Bradley contributed more than goals, bolstering a midfield that didn't allow Mexico to generate much attack.

"Besides the goals, he was great breaking up plays and covering a lot of ground," U.S. defender Carlos Bocanegra said. "We won the midfield battle."

Despite winning here again, the Americans did not have as favorable of a setting as they had hoped. The cold weather that bedeviled Mexico here in 2001 did not materialize and the crowd seemed evenly split.

Weather was an issue, but not in the way everyone expected for a game scheduled in this part of the country during the winter. A tornado watch was issued early in the day, and about two hours before kickoff, winds reaching 61 mph whipped banners out of place and pounding rain created scattered puddles near midfield. Lightning followed a half-hour later and, as an eerie yellow glow filled the western sky and a brilliant rainbow emerged to the east, fans were instructed to seek shelter as a precaution.

As kickoff approached, so did a massive cloud mass the color of outer space. Once the match began, the teams' primary concern was the wind, which the Americans had at their backs in the first half.

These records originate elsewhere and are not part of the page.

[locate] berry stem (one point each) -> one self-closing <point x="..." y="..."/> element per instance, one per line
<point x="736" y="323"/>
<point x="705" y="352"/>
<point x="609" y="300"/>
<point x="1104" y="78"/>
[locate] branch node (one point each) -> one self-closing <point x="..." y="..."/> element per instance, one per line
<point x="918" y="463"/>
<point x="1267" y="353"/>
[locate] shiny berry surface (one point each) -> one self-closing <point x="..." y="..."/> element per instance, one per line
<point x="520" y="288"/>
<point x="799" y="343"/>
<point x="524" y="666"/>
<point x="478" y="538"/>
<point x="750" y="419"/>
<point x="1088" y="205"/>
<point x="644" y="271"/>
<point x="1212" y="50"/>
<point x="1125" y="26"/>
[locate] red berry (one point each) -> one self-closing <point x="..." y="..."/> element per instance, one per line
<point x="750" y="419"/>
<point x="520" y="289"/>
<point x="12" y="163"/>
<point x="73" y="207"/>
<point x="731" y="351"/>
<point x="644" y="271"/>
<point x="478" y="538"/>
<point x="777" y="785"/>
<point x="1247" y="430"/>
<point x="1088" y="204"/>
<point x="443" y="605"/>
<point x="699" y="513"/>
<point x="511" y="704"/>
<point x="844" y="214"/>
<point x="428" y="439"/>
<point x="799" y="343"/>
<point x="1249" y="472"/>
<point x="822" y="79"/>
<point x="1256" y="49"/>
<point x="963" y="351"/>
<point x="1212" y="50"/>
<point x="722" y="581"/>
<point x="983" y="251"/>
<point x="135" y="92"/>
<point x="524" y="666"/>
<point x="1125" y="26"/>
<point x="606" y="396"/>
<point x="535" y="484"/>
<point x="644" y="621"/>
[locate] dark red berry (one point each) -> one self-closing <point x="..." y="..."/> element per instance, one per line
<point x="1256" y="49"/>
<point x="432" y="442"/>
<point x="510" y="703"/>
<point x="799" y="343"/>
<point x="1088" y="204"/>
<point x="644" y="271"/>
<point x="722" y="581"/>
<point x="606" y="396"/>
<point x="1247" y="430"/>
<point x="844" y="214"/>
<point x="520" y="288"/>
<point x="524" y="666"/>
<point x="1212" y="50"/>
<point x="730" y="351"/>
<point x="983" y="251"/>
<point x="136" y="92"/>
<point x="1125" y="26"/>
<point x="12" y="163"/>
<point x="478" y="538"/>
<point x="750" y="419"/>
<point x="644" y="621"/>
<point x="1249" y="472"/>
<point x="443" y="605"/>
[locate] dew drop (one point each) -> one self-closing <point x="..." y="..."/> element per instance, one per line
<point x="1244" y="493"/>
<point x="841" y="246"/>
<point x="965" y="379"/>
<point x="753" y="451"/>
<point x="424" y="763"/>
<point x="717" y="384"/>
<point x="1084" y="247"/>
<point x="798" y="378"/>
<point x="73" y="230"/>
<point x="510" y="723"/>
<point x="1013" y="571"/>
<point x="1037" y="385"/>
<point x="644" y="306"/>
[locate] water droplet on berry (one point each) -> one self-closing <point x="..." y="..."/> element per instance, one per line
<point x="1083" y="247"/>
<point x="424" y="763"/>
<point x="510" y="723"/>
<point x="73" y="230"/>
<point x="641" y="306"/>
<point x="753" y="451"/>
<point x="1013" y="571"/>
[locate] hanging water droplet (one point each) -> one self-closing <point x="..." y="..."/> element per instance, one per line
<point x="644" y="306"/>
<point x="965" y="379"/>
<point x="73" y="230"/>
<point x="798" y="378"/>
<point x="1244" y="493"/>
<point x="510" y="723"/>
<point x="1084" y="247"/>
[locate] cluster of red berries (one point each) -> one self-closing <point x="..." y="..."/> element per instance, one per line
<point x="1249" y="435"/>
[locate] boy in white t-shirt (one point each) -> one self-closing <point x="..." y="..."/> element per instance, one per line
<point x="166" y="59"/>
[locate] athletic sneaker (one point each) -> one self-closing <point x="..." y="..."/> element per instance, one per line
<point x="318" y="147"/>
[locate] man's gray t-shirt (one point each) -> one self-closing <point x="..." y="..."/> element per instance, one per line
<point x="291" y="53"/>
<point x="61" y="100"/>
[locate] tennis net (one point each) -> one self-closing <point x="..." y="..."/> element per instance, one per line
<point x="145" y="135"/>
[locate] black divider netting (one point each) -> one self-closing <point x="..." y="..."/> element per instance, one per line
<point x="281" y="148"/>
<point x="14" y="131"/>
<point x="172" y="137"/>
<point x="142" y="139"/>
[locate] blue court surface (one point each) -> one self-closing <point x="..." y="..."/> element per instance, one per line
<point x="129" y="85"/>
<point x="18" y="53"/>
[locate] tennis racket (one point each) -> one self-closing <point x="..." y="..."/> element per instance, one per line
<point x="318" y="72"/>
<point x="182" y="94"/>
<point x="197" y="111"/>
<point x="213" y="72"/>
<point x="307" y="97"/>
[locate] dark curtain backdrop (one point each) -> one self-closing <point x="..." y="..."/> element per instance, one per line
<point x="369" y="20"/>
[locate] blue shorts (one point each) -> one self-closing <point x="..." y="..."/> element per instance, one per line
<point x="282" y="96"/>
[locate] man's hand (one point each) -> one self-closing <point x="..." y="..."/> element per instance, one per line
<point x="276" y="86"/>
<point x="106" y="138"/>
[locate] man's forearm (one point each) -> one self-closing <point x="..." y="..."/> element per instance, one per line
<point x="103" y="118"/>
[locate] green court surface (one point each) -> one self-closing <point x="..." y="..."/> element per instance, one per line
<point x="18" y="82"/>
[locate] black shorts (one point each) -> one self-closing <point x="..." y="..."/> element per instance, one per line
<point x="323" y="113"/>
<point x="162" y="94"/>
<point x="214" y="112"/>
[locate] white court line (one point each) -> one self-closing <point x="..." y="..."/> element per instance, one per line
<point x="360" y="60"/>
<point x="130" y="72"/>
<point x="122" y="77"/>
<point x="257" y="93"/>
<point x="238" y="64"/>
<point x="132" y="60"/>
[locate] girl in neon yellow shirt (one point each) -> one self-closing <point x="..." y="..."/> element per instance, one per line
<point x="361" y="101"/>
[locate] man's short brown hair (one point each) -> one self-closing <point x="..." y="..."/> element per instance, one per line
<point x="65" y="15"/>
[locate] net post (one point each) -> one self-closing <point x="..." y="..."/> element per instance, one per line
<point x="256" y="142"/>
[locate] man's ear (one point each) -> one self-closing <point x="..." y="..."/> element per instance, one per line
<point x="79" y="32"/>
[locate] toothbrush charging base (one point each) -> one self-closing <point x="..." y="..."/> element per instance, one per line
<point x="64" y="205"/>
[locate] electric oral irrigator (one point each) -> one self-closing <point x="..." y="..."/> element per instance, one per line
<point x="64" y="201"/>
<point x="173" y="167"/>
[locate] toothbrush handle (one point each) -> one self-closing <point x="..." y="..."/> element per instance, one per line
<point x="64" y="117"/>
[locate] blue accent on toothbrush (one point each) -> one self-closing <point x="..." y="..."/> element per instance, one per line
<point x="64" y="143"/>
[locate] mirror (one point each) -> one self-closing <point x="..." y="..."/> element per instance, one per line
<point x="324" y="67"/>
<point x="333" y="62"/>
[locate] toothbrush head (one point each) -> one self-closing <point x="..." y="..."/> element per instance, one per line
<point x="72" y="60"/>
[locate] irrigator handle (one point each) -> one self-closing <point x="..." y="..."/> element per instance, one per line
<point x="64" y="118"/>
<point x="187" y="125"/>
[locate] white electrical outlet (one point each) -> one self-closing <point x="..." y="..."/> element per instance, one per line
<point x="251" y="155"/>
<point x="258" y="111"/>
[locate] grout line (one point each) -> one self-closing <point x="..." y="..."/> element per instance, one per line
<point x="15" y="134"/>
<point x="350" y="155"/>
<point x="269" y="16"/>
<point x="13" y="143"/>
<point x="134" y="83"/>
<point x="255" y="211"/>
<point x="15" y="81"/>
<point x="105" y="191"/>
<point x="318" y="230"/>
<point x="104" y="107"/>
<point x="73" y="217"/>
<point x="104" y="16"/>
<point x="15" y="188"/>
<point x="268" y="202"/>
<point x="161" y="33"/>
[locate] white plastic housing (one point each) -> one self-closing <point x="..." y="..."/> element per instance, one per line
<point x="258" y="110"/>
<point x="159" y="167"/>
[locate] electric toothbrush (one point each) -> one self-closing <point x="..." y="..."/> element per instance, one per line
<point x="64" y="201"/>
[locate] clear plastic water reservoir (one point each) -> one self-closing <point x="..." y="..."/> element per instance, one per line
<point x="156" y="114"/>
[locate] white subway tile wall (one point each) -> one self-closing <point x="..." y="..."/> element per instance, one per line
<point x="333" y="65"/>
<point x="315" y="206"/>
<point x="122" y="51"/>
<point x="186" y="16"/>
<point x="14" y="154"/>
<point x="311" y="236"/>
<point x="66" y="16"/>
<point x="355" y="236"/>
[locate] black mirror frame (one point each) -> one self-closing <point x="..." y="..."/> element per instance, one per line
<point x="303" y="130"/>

Both teams threatened, but neither broke through until just before halftime. DaMarcus Beasley served a corner kick to the far side, where Donovan glided into position and nodded a cross into the middle. Sánchez made a spectacular save on Oguchi Onyewu's five-yard header, but the rebound fell to Bradley for the simple finish.

"There were a bunch of guys there," he said. "It just bounced loose for me."

The second half was uneventful until the 65th minute, when Mexico failed to convert a scramble in the U.S. box -- Israel Martínez's cross rolled past Giovani dos Santos lying near the goal line while goalkeeper Tim Howard was inside the net -- and Márquez was ejected for driving his cleats into Howard's leg.

Afterward, Márquez, who was also ejected in Mexico's loss to the United States at the 2002 World Cup in South Korea, publicly apologized.

"It was a 50-50 ball and he came in a little late -- no hard feelings," said Howard, who received a yellow card a moment later for delaying the game and must sit out the March 28 qualifier at El Salvador.

Down a player, Mexico hardly threatened again and Bradley secured another 2-0 victory in the Buckeye State.

Asked how he felt about his son's heroic night, U.S. Coach Bob Bradley said: "Right now, I'm the coach. It's about the team, it really is."

U.S. Notes: Approaching the tunnel leading to the locker rooms after the game, defender Frankie Hejduk was slapped in the face by an unidentified Mexican staff member.

"I was just trying to pump the crowd up," Hejduk said. "It was a misunderstanding. There was a little love tap and that was it. I still have my face. That's just how emotional this game is."

RFK Will Host Oct. 14 Qualifier

RFK Stadium has been selected to host the U.S. World Cup qualifier Oct. 14 against Costa Rica, the last game of the final round. Washington was the site of last fall's U.S.-Cuba semifinal-round match. The Americans have an 11-3-3 record at RFK since 1991 and have won four straight by a 16-2 margin.

The U.S. Soccer Federation also announced that the June 6 game against Honduras has been awarded to Chicago's Soldier Field and the Sept. 5 match with El Salvador will be played at Rio Tinto Stadium outside Salt Lake City.